Reporter involved in Mets incident tells his side of Mickey Callaway exchange
Sunday’s incident in the New York Mets clubhouse — in which manager Mickey Callaway cursed at a beat writer and pitcher Jason Vargas said he would knock out the reporter — has the team all over tabloid back pages for all the wrong reasons and has given people another reason to call for Callaway to be fired.
So how did it all start in the first place? By all accounts, it was Newsday’s Tim Healey telling Callaway he’d see him tomorrow. The manager took that as a sarcastic barb and went off on Healy.
Healy shared his side of the story with Newsday and denied he was being, as Callaway said, “a smart-(expletive).”
“I couldn’t confidently tell you exactly what (Callaway) said, but he said, ‘You know we’re going to be in a bad mood after a loss,’ or something like that. And I tried to tell him, I didn’t mean anything by it. I was just saying I’ll see you tomorrow.
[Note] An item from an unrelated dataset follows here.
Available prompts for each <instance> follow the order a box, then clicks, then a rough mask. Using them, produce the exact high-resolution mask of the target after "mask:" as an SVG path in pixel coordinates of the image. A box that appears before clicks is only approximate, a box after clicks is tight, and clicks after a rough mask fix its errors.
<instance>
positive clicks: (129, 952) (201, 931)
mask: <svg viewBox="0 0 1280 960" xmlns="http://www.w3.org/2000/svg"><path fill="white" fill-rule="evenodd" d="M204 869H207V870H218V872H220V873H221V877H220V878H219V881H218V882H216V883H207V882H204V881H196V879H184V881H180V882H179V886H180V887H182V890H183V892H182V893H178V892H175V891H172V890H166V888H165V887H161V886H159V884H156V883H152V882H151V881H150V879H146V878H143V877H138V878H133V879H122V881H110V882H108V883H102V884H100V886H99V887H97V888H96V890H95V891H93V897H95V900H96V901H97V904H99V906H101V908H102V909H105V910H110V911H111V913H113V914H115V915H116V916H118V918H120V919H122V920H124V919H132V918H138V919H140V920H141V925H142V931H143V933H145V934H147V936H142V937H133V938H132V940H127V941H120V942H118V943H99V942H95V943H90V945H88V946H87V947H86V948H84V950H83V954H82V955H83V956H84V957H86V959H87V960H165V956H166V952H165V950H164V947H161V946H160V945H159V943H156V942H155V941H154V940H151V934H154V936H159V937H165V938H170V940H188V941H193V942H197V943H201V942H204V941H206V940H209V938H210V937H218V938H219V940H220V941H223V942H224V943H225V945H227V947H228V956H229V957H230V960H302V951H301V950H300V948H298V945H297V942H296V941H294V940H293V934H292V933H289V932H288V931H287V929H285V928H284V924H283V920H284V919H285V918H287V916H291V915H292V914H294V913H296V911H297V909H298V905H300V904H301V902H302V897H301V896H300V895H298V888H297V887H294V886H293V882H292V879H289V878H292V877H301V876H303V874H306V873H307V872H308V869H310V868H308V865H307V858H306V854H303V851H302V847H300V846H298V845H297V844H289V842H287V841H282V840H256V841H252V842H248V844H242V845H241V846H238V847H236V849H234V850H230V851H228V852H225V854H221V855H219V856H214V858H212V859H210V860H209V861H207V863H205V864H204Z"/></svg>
And then he said, ‘Get this guy out of here,’ and that got the attention of Jason Vargas.”
Healy did say he noticed Vargas staring at him while the exchange with Callaway was happening and that he asked “if everything was OK or if there was something he wanted to say.” But some accounts said Vargas “charged” at Healy, which the writer said was perhaps too strong of a word to describe Vargas’s move toward him.
But again: Healy stressed he didn’t mean anything when he told Callaway, “I’ll see you tomorrow.”